Consta dos autos que a recorrente responde à ação penal pela suposta prática de furto qualificado por abuso de confiança, em continuidade delitiva (art. 155, § 4º, II, c/c art. 71, do Código Penal), em razão de subtrações de joias e bens de elevado valor nas residências das vítimas, em contexto de diarista, com indicativos de vendas subsequentes de joias (fls. 1-6).
A prisão preventiva foi decretada em processo próprio e, em 23/10/2025, foi substituída por medidas cautelares diversas da prisão, dentre elas monitoramento eletrônico e recolhimento domiciliar noturno, em atenção a quadro grave de saúde do companheiro e à necessidade de cuidados com as filhas menores (fls. 141-146).
Em 25/11/2025, foi instaurado incidente de insanidade mental, com sobrestamento da ação penal; o exame psiquiátrico foi agendado para 30/07/2026, e o pedido de revogação da monitoração eletrônica foi indeferido em 03/03/2026 (fls. 77-78).
O habeas corpus na origem foi julgado em 29/05/2026, com denegação da ordem, e os embargos de declaração subsequentes foram rejeitados em 19/06/2026 (fls. 165-171 e 198-204).

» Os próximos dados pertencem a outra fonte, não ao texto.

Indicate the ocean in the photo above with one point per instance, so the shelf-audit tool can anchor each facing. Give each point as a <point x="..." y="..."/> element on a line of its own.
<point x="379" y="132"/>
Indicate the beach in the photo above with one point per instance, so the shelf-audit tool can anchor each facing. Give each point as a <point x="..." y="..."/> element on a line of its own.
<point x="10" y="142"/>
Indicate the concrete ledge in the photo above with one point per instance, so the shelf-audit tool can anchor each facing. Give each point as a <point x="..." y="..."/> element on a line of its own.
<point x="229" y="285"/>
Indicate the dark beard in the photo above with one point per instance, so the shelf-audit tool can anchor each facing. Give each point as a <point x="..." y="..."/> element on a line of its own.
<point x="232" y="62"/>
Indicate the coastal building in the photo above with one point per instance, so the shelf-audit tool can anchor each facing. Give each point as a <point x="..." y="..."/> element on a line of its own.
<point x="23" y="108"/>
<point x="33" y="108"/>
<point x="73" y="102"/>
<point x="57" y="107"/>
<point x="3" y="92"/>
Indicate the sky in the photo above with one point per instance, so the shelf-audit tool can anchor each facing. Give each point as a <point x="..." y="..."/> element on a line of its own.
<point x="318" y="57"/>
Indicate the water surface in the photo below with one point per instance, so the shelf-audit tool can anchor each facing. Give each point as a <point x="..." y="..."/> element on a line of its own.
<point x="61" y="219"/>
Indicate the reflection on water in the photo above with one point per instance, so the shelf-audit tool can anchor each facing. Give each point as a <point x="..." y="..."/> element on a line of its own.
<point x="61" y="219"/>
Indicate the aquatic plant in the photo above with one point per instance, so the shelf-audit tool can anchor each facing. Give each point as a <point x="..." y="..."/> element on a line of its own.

A defesa alega excesso de prazo na manutenção da medida de monitoramento eletrônico, afirmando que a cautelar se prolonga há mais de dez meses sem contribuição da recorrente para atrasos, em contexto de processo suspenso para realização de perícia no incidente de insanidade mental, o que violaria a garantia da razoável duração do processo.
Sustenta, com base no art. 319 do Código de Processo Penal, a excepcionalidade das cautelares e a necessidade de contemporaneidade e demonstração de fatos novos, invocando o art. 282, § 5º, do mesmo diploma, e afirma que a dilação temporal ocasionada pela máquina estatal não pode justificar a prorrogação indefinida de restrição à liberdade (fls. 210-216).
Argumenta, ainda, grave sofrimento psíquico e violação à dignidade da pessoa humana em razão do uso prolongado de tornozeleira eletrônica, destacando diagnóstico formal de cleptomania e transtorno do jogo, com necessidade de tratamento contínuo, e que o monitoramento eletrônico acarretaria estigmatização e agravamento do quadro ansioso e depressivo, devendo ser substituído por medidas menos gravosas compatíveis com o estado de saúde e as condições pessoais (fls. 210-216).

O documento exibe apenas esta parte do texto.